Harakiri, Japonlara özgü, mesela kaza sonucu bile olsa bir yanlış yaptıkları zaman onurlarını korumak için, karınlarını bıçaklayarak veya kılıçlayarak kendi kendilerini öldürme biçimidir.
Bir Japon atasözü der ki; senin değilse alma, doğru değilse yapma, gerçek değilse söyleme, bilmiyorsan sus. Yoksa hırsız, aptal, yalancı ve cahil konumuna düşersin.
Japonların gelişmiş ve medeni bir toplum olmaları; yaşam felsefelerinin başta dürüstlük üzerine kurulmuş olmasındandır. Ondan sonra da akılcı, mantıksal ve bilimsel olmalarıdır.
Japonlar ne Hristiyan, ne Müslüman, ne de Musevidir. Onların Tanrıları dürüstlük ve saygıdır. Onlar doğada varolan her şeyin bir ruhu olduğuna inanırlar ve bu ruhlara saygı duyarlar. Bu inanca göre kişilerin mal mülk edinme gibi maddi hırslardan arınması gerekmektedir.
Mesela depremin Tanrı'dan geldiğine değil de, bir fay kırılması olduğunu bilirler ve buna göre bina yaptıkları için, yeryüzünde en şiddetli depremler Japonya'da olmasına rağmen, depremlerde bir kişi bile ölmez.
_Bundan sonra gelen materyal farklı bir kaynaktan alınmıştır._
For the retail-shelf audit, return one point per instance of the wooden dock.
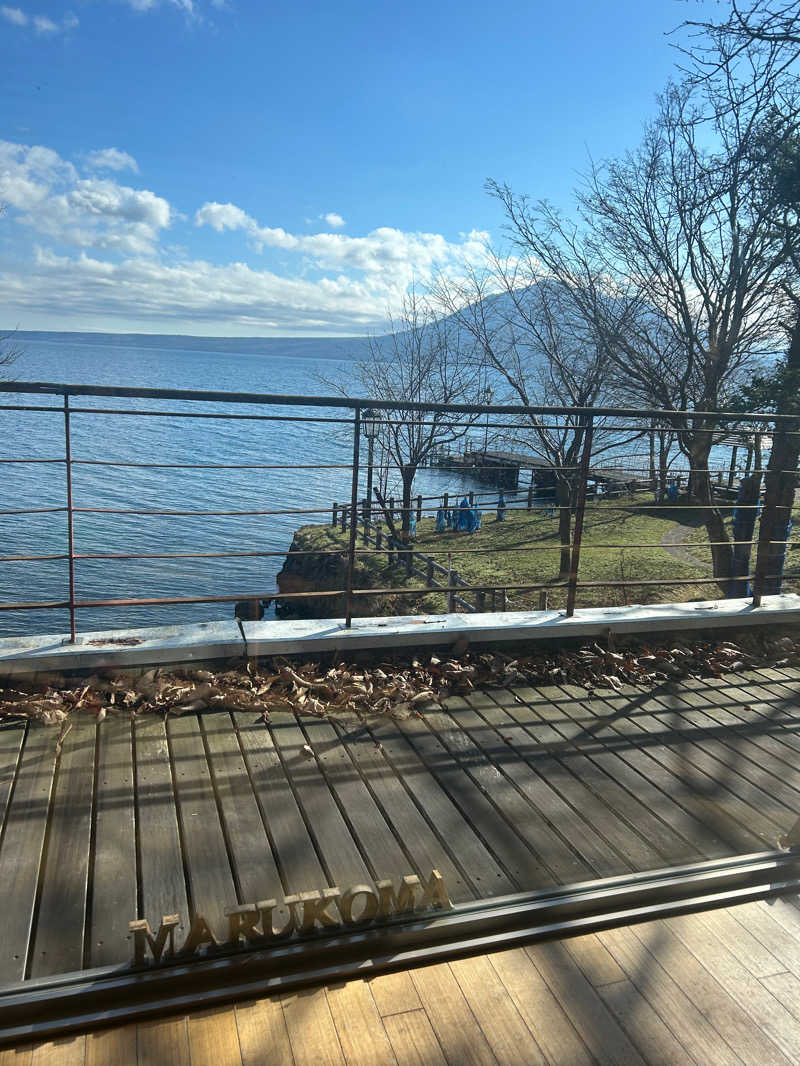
(502, 791)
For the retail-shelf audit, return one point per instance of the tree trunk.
(703, 494)
(408, 475)
(563, 498)
(781, 479)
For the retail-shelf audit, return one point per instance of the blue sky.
(239, 168)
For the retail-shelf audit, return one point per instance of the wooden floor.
(721, 987)
(506, 790)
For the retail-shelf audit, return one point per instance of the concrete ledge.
(161, 645)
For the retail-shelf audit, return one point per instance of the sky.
(241, 167)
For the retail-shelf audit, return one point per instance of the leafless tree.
(686, 239)
(538, 336)
(422, 359)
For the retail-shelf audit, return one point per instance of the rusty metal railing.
(508, 419)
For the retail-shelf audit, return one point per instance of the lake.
(285, 366)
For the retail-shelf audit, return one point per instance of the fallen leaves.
(398, 689)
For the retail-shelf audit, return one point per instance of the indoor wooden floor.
(501, 791)
(720, 987)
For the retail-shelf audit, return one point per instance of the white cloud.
(89, 212)
(112, 159)
(14, 15)
(96, 256)
(44, 25)
(385, 252)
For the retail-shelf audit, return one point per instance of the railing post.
(70, 521)
(579, 509)
(353, 522)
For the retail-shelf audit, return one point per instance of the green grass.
(525, 550)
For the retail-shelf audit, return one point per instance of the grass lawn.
(525, 549)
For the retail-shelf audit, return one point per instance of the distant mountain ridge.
(321, 348)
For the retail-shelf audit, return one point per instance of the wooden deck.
(507, 790)
(716, 988)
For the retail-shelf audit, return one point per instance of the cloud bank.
(91, 251)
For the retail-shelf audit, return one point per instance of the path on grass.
(672, 544)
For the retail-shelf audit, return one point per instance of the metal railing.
(337, 416)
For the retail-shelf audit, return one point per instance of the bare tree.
(537, 335)
(422, 359)
(686, 238)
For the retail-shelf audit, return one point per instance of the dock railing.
(336, 415)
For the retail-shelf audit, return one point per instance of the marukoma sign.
(253, 924)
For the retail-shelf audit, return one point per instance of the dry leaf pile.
(398, 688)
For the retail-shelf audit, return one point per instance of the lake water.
(277, 367)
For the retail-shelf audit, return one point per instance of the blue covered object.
(464, 511)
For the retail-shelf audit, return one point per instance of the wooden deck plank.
(545, 788)
(785, 987)
(264, 1039)
(162, 1043)
(210, 879)
(716, 832)
(646, 1030)
(64, 1051)
(255, 870)
(297, 856)
(643, 806)
(413, 1039)
(509, 1037)
(12, 737)
(113, 871)
(697, 772)
(162, 879)
(427, 851)
(580, 784)
(21, 848)
(512, 853)
(760, 922)
(598, 1029)
(742, 759)
(454, 1024)
(58, 939)
(648, 967)
(642, 779)
(213, 1038)
(509, 791)
(378, 843)
(540, 1008)
(364, 1040)
(340, 853)
(723, 1012)
(749, 950)
(112, 1047)
(768, 1016)
(312, 1032)
(450, 825)
(394, 992)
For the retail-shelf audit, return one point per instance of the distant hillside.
(320, 348)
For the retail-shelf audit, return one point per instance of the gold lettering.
(402, 902)
(267, 906)
(435, 892)
(370, 903)
(242, 922)
(315, 908)
(143, 937)
(200, 933)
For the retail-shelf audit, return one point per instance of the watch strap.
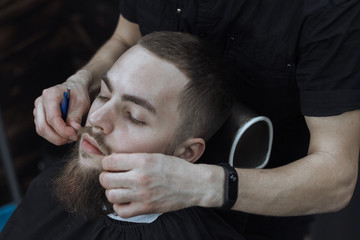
(231, 186)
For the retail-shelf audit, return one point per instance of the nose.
(102, 118)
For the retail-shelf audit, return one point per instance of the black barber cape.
(41, 216)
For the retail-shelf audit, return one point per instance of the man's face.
(136, 111)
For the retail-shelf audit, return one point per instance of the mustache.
(97, 136)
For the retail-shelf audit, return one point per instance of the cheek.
(140, 142)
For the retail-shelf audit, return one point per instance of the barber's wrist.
(230, 186)
(211, 186)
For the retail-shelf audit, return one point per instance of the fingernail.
(73, 139)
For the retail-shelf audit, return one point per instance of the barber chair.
(244, 140)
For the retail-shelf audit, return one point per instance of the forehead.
(139, 69)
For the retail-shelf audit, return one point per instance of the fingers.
(117, 162)
(44, 129)
(51, 99)
(47, 113)
(131, 209)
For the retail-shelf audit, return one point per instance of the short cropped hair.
(206, 101)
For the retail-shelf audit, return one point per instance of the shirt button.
(202, 34)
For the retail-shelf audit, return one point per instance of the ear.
(191, 149)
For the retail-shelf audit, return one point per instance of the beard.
(79, 189)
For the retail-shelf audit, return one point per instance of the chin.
(89, 161)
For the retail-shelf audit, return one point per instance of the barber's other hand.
(47, 113)
(153, 183)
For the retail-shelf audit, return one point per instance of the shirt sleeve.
(128, 8)
(328, 72)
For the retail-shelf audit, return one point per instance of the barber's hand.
(47, 113)
(152, 183)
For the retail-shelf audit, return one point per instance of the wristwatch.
(231, 186)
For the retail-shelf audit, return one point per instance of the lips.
(89, 145)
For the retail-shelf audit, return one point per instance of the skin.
(323, 181)
(136, 110)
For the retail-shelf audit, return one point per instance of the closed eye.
(102, 98)
(135, 121)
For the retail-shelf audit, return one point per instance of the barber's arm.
(83, 83)
(323, 181)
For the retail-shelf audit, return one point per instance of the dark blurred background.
(44, 42)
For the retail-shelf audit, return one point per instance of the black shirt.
(287, 58)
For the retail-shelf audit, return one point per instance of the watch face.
(233, 186)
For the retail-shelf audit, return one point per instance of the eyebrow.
(130, 98)
(105, 79)
(139, 101)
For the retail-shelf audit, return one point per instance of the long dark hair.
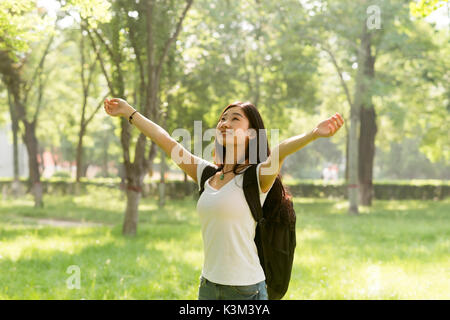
(278, 192)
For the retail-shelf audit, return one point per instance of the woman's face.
(232, 127)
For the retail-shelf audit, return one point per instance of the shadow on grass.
(116, 268)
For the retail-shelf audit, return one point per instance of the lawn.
(393, 250)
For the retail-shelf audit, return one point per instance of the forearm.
(293, 144)
(152, 131)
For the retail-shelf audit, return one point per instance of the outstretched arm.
(272, 166)
(184, 159)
Japonya'da eğitim çok önemlidir. Japonya’da ulusal bütçenin %12’si eğitime ayrılırken sadece %7,7’si askeri harcamalara ayrılmaktadır. Eğitim sistemi çalışkanlık, bireyin kendisini sorgulaması ve düzenli çalışma alışkanlıklarının edinilmesinin gerekliliği üzerine kurulmuştur. Okulların % 90’ında jimnastik salonu, % 75’inde yüzme havuzu bulunmaktadır. Japon okullarında hademe veya hizmetli yoktur; bütün işleri öğrenciler ve öğretmenler işbirliği içinde yaparlar.